- The Trump administration scrapped warehouse conversion plans for several large ICE detention centers across the United States.
- DHS Secretary Markwayne Mullin ordered the sale of seven sites purchased for over one billion dollars.
- The reversal follows seven federal lawsuits and intense local protests over environmental and infrastructure concerns.
(SOCIAL CIRCLE, GEORGIA) – The Trump administration scrapped plans to convert warehouses into large ICE detention centers. It reversed a signature initiative of former Homeland Security Secretary Kristi Noem after local protests, seven federal lawsuits and a leadership change at the Department of Homeland Security.
DHS Secretary Markwayne Mullin, who replaced Noem in March 2026, ordered the agency to sell or repurpose at least seven of the 11 warehouses. ICE purchased the sites for roughly $1.074 billion, abandoning a strategy that aimed to hold up to 10,000 detainees at single sites.
The reversal reaches places where the warehouse push drew sharp local resistance. These include Social Circle in Georgia, Roxbury in New Jersey, Romulus in Michigan, Hamburg and Tremont in Pennsylvania, and Salt Lake City in Utah.
In Texas, ICE changed course in Socorro. Three warehouses bought for $122 million will become an ICE campus with offices and training spaces instead of detention sites for 8,500 immigrants.

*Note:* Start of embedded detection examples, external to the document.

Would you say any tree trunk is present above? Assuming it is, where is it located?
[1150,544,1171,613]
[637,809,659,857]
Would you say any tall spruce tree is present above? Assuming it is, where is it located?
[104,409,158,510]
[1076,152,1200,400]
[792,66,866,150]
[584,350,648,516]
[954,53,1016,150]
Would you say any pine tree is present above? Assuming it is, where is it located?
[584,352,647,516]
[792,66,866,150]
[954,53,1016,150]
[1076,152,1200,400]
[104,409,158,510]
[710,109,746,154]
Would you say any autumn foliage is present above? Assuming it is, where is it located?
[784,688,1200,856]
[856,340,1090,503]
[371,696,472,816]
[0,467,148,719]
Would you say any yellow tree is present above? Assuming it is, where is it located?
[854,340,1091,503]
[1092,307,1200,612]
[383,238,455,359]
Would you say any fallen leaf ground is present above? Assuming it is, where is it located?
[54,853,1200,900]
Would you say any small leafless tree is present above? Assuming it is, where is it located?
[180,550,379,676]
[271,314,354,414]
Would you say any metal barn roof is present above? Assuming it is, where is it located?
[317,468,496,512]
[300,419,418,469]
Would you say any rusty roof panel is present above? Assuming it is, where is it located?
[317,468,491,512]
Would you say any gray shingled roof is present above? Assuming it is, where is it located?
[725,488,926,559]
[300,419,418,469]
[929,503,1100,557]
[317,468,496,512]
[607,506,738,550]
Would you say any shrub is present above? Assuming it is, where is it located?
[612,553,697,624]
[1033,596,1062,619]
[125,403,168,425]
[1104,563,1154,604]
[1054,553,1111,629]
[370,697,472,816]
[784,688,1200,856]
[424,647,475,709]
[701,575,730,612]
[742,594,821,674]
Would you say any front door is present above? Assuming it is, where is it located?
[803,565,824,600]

Noem’s $38 Billion Push Faces Opposition
Noem had made the warehouse conversion plan a central part of a $38 billion push to expand detention capacity. That effort ran into political opposition in communities across the country, including Republican areas in Georgia and Mississippi.

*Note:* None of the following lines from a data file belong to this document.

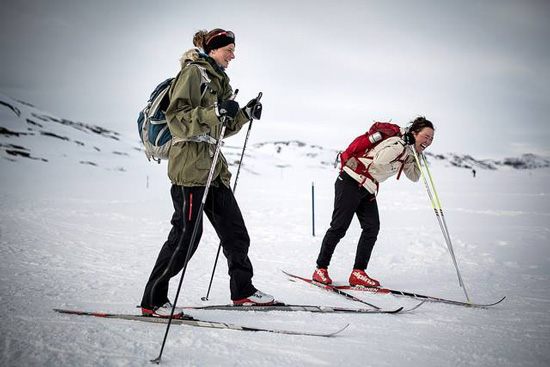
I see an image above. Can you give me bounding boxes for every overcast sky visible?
[0,0,550,158]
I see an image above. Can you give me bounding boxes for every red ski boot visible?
[349,269,380,287]
[311,268,332,284]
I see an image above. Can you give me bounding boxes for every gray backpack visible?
[137,64,210,163]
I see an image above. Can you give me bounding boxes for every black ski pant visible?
[141,180,256,308]
[317,172,380,270]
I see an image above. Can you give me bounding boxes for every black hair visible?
[408,116,435,134]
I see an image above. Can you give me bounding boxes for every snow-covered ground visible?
[0,96,550,366]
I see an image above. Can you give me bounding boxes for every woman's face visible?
[412,127,434,153]
[210,43,235,69]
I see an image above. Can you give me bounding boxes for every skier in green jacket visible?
[141,28,274,317]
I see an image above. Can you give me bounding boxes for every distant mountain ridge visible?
[0,95,550,171]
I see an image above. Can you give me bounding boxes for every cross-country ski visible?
[54,309,349,337]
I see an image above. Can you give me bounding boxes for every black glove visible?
[403,132,416,145]
[243,97,262,120]
[218,99,239,119]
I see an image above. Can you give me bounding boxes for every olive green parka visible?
[166,49,248,187]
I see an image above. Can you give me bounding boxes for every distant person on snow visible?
[141,28,274,317]
[312,117,434,287]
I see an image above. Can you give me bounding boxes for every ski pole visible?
[151,89,239,364]
[201,92,263,301]
[412,147,471,302]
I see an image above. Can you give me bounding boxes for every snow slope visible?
[0,99,550,366]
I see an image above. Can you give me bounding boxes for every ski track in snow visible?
[0,145,550,366]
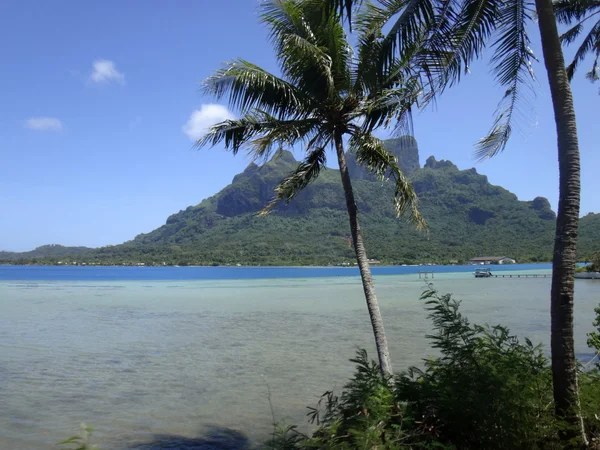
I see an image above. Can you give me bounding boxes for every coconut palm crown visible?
[554,0,600,89]
[197,0,443,377]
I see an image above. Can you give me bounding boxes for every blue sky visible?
[0,0,600,251]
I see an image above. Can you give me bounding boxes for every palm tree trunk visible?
[536,0,587,448]
[335,135,392,378]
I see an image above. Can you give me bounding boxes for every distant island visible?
[0,137,600,266]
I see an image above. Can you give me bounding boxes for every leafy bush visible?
[397,290,556,449]
[268,289,584,450]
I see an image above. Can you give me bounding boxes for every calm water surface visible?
[0,265,600,450]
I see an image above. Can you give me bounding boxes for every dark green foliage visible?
[268,289,600,450]
[577,213,600,260]
[397,290,555,450]
[588,306,600,369]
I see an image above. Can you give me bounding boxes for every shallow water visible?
[0,268,600,450]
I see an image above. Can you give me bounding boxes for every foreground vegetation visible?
[268,290,600,450]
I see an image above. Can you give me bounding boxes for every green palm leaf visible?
[258,147,327,216]
[475,0,537,160]
[202,59,315,117]
[349,133,426,228]
[554,0,600,82]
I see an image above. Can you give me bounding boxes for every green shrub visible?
[397,290,556,450]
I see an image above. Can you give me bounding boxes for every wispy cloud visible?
[182,103,235,141]
[89,59,125,84]
[24,117,62,131]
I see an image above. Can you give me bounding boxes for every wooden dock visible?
[492,273,552,278]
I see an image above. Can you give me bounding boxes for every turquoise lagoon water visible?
[0,265,600,450]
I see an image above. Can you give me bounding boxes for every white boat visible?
[473,268,492,278]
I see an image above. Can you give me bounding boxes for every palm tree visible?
[329,0,584,447]
[554,0,600,93]
[197,0,434,377]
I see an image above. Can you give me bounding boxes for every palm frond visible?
[361,76,422,133]
[432,0,504,91]
[560,23,583,45]
[261,0,341,101]
[567,20,600,80]
[552,0,600,24]
[196,110,320,160]
[475,0,537,161]
[327,0,363,25]
[585,51,600,83]
[202,59,315,118]
[258,147,327,216]
[355,0,436,72]
[349,133,426,228]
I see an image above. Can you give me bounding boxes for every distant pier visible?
[492,273,552,278]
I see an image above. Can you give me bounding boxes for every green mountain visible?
[0,244,93,261]
[0,138,600,265]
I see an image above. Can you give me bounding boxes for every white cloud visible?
[90,59,125,84]
[25,117,62,131]
[182,103,235,141]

Residents raised concerns about protests, traffic, and pressure on local water and sewer systems. Mullin took over DHS in March and expressed skepticism about the warehouse strategy. He said he wanted ICE to be “out of the headlines” after months of backlash tied to the administration’s aggressive immigration enforcement.
New Direction for Detention Infrastructure
The administration now plans to move forward with only four warehouse sites in San Antonio and Socorro, Texas, Surprise, Arizona, and Hagerstown, Maryland. DHS is also pursuing existing detention facilities from private prison companies instead of trying to repurpose vacant industrial buildings around the country.
Social Circle had become one of the clearest examples of the scale of the plan. The government bought that warehouse for $128.5 million and considered it for a potential 10,000-person “mega center.”
In New Jersey, ICE spent $130 million on the Roxbury warehouse. In Pennsylvania, the agency paid $206.9 million for two sites in Hamburg and Tremont.
U.S. Senator John Fetterman, a Pennsylvania Democrat, said on June 22 that ICE had canceled plans for the two warehouses in his state. “I am pleased to confirm that ICE will not proceed with detention facilities in Tremont and Upper Bern Township,” Fetterman said.
Legal Challenges and Financial Scrutiny
DHS also filed to sell the Romulus, Michigan, warehouse in a June 22 court filing. In Maryland, a judge blocked ICE from taking action at a $100 million warehouse. The agency agreed in court to halt work in New Jersey and Michigan pending environmental tests.
The court fights followed claims in seven federal lawsuits that ICE had failed to conduct appropriate environmental assessments before moving ahead. Those challenges, combined with the protests, turned what had been pitched as a rapid detention expansion into a drawn-out legal and political fight.
An internal review added financial pressure. It found DHS had paid twice the tax-assessed value for the New Jersey warehouse and nearly five times the assessed value for the Social Circle property.
Former ICE official TricklercN, who served under Obama, Trump, and Biden, called the initiative “wildly foolhardy.”
The phrase captured criticism that followed the spending. Lawmakers and local officials questioned why the agency was paying so far above assessed values for sites now being discarded or reworked.
Shift Toward Existing Partnerships
DHS said it is “acting quickly to make use of existing detention facilities with our state and county partners” rather than repurposing vacant warehouses. That shift places more weight on arrangements with local governments and existing detention operators as the administration retools its deportation infrastructure.
Georgia’s two Democratic senators welcomed the move. Senator Jon Ossoff said, “This development clearly shows that public activism and dissent can lead to change.”
In Roxbury, Mayor Shawn Potillo said he welcomed the report that the detention plan had been dropped. He cautioned that federal officials had not yet formally confirmed the change in writing. His response reflected a pattern seen in several communities.
Residents and local leaders treated the apparent reversal as real but still waited for federal paperwork to match the public statements. The scrapped plans mark a broad departure from the detention buildout Noem championed.
Under Mullin, DHS has shifted away from turning empty warehouses into giant holding centers. The agency is now working with state and county partners. This narrower approach contrasts with the one that drove ICE to buy 11 warehouses for roughly $1.074 billion.